Culture, in that sense, is all about behaviour. And very often, like dead high priestesses or archbishops, the people who most strongly defined that social architecture have long departed, even as their legacy lingers on in rigid codes of behaviour, cumbersome processes and the clunky, outmoded software installed to facilitate those processes.
Simon Shapiro, a CIO with international specialist banking group Investec, has come to think that most organizations are not unlike those rigid religions. People come into the organization from all walks of life, backgrounds and experience. Over time they collectively, even individually, negotiate patterns of acceptable social behaviour. Those patterns eventually crystallize into the hard core, the DNA if you like, of the organization. They define who people are and the roles they are allowed to play; how decisions are made; what meetings are held in order to make those decisions, and who is allowed to make the decisions and check on them.
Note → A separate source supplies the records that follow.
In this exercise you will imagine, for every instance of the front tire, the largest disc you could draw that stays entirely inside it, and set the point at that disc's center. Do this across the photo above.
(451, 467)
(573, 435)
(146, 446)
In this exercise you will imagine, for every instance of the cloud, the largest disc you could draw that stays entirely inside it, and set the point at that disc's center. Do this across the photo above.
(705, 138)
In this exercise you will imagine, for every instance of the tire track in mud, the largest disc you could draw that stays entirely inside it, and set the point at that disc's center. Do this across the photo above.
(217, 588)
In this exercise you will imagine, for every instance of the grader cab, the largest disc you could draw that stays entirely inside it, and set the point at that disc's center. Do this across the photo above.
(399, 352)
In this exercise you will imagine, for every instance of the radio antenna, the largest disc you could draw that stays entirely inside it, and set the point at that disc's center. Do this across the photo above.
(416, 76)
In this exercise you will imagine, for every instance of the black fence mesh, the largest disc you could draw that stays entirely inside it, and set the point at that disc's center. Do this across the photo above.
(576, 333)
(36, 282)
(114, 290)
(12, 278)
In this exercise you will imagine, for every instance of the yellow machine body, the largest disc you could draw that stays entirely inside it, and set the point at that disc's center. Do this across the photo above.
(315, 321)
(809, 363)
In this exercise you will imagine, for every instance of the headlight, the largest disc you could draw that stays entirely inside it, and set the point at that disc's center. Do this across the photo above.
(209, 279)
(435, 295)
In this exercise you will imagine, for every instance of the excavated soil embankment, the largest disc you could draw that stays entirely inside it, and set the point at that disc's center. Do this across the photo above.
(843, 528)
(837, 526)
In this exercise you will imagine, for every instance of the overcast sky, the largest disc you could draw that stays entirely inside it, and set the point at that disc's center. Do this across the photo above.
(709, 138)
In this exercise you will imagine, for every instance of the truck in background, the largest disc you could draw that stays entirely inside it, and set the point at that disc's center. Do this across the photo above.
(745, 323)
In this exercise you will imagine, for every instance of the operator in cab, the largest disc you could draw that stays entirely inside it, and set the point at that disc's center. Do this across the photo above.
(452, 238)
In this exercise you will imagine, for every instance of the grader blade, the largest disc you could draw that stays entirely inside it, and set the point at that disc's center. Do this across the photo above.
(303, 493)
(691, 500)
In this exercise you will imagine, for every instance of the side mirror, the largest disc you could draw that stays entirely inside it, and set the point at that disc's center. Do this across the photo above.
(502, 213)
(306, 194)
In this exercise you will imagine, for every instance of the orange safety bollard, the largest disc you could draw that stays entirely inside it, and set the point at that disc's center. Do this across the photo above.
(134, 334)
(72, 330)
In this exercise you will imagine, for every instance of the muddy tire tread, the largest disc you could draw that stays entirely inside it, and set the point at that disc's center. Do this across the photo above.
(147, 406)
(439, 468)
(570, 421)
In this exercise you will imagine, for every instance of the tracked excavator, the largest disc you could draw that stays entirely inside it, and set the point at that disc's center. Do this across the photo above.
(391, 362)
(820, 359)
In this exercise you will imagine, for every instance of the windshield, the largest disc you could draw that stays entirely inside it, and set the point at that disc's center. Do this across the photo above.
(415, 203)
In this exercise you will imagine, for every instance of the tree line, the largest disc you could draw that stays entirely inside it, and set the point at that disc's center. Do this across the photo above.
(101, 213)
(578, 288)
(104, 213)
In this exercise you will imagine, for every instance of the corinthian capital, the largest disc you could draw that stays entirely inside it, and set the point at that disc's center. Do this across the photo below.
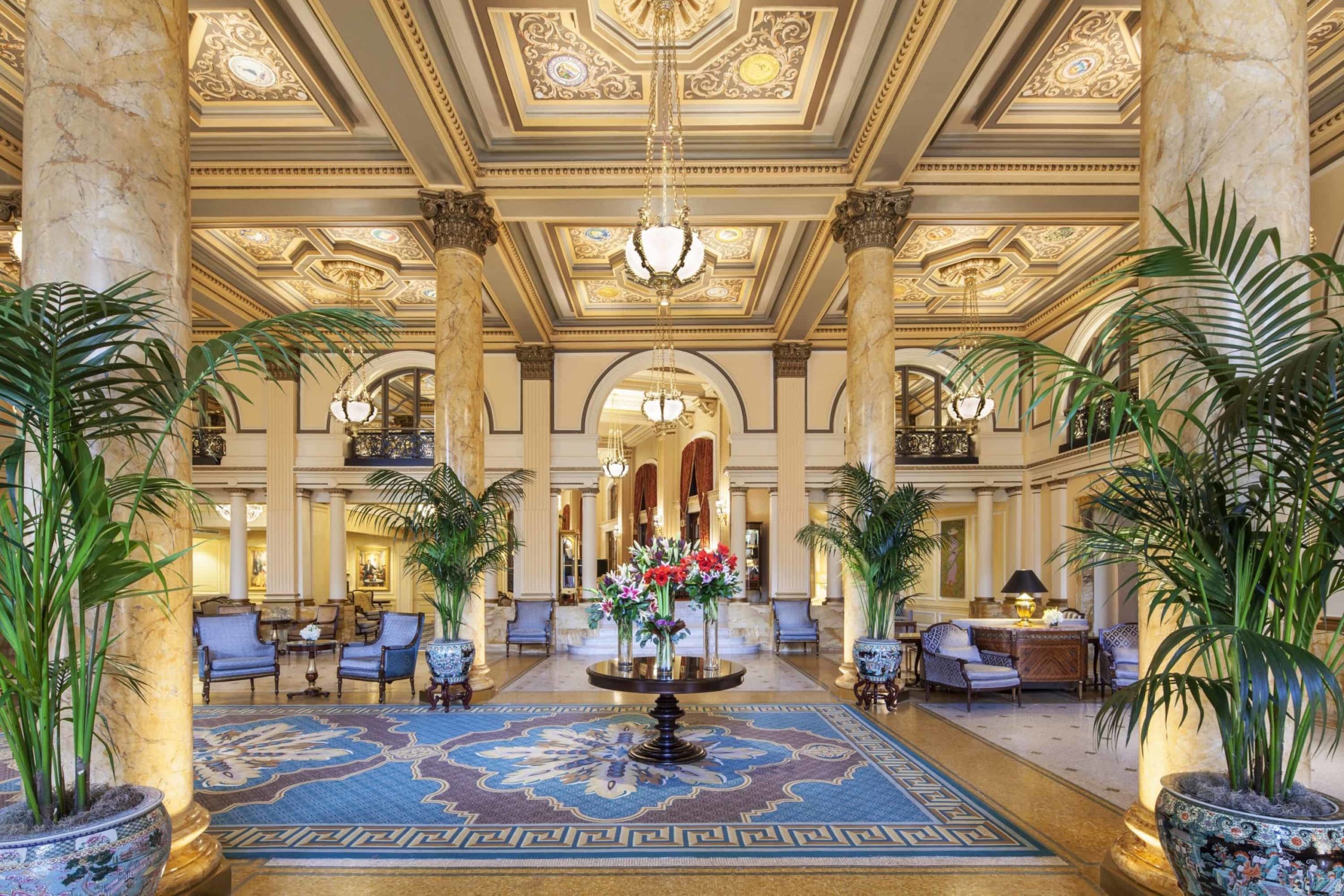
(460, 220)
(870, 218)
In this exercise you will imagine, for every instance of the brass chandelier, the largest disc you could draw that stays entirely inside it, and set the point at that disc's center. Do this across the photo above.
(970, 400)
(664, 253)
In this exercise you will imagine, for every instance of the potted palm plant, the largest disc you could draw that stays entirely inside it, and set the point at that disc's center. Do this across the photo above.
(1222, 487)
(881, 537)
(454, 536)
(82, 368)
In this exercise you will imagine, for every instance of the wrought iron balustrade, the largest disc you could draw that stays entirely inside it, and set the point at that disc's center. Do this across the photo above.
(392, 448)
(209, 445)
(934, 445)
(1092, 425)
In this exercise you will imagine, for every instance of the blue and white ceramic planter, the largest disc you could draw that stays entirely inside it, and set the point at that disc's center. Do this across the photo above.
(123, 855)
(1218, 851)
(877, 659)
(449, 660)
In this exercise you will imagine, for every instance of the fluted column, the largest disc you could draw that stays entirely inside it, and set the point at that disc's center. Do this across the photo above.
(588, 541)
(304, 527)
(867, 222)
(985, 543)
(791, 371)
(1215, 71)
(536, 577)
(238, 544)
(738, 525)
(1058, 535)
(464, 227)
(337, 551)
(105, 196)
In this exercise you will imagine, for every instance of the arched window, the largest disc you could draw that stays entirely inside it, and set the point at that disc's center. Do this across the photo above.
(1093, 425)
(402, 430)
(924, 431)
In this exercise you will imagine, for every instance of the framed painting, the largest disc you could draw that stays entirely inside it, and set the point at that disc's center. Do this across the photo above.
(371, 568)
(952, 561)
(256, 568)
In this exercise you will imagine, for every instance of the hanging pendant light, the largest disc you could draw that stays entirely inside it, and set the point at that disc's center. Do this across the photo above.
(971, 402)
(664, 253)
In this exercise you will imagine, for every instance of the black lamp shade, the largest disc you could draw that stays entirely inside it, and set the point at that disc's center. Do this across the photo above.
(1025, 582)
Few of these unbending prescriptions were forged deliberately and consciously.
"All of these are somehow bundled into the 'social architecture' or the 'organizational dimension: the seat of governance'," Shapiro says.
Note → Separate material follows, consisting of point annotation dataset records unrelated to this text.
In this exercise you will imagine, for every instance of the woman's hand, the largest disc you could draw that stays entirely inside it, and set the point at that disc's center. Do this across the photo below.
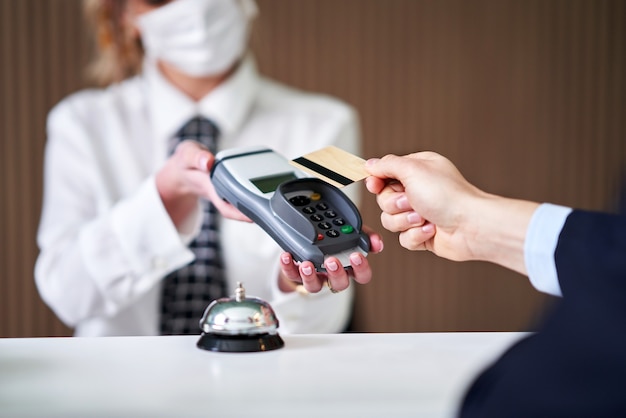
(336, 277)
(185, 178)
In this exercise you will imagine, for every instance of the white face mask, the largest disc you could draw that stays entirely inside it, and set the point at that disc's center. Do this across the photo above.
(198, 37)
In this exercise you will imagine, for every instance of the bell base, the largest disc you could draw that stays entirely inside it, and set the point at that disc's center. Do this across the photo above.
(240, 343)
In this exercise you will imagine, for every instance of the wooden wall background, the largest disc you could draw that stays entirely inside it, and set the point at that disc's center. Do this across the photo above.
(526, 96)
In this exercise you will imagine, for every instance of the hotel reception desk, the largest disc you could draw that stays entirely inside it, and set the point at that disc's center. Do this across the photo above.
(346, 375)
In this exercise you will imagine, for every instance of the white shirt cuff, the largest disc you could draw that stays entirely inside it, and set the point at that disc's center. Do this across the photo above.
(541, 241)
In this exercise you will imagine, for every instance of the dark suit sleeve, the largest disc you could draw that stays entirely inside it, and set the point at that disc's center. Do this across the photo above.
(575, 365)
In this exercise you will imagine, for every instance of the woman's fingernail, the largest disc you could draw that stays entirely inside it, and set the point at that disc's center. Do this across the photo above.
(356, 260)
(414, 218)
(332, 266)
(403, 203)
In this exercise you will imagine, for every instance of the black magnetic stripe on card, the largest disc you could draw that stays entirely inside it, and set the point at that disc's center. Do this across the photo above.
(323, 171)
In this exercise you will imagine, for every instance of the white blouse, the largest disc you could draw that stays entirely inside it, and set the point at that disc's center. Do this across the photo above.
(106, 240)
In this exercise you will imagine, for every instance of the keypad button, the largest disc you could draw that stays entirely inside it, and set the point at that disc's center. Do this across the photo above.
(324, 225)
(300, 200)
(347, 229)
(330, 214)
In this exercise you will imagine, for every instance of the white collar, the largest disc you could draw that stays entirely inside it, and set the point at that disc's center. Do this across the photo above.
(227, 105)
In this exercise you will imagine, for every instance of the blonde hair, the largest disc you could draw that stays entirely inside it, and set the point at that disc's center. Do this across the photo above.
(118, 51)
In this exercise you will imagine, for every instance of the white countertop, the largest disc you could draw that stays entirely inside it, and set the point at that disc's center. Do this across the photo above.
(351, 375)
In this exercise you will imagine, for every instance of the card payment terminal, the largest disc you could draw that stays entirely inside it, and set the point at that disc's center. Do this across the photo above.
(306, 216)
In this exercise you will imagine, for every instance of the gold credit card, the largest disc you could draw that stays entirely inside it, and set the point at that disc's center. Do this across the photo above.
(333, 165)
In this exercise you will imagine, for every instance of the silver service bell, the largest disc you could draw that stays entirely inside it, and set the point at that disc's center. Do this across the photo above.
(239, 324)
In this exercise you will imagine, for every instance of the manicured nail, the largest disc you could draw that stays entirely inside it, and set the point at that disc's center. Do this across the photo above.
(332, 266)
(356, 260)
(403, 203)
(414, 218)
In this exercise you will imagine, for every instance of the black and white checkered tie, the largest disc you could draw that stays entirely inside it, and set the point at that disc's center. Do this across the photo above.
(189, 290)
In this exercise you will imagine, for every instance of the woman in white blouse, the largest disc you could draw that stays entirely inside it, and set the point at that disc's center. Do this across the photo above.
(119, 212)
Or, as he put it even more graphically in a slide from a recent presentation to a conference in Barcelona entitled From Hardware to Wetware: Developing an Enterprise Architecture Framework Consistent with Enterprise Culture and Values: There is always a story attached to the question: "Why do you have this !!@#$% in your application portfolio or infrastructure".
"A lot of your IT has been driven by past decisions that people have made," Shapiro told CIO. "When you speak to people about their application portfolio there is always a story. You ask them why they have that application, and they say: 'Well, at the time . . . ' So you can almost go on an archaeological dig into the IT in the organization, going back and back and back to the decisions that were made and the politics that were in play at the time that the decision was made, and you see this reflected in the IT that's on the ground today. When you start digging you see the echo of the politics that were around at the time the decision was first made, which is important, because 70 to 80 percent of the IT budget goes on supporting those past decisions."
Hammering the Changes
"If the only tool you have is a hammer, then everything looks like a nail" - as the old saying goes. If you do as most IT folks do, Shapiro suggests, and start developing your enterprise architecture (EA) model by evaluating the technology, such echoes of the past tend to become lost to you. You will only think in terms of technology. When you instead "look at the world from the opposite end, the people end", you can clearly see the effect the organizational culture has and how it echoes all the way through the organization. More importantly, he suggests this approach lets the architect focus on ways to plan the business response to ever-changing market, and environmental and competitive conditions.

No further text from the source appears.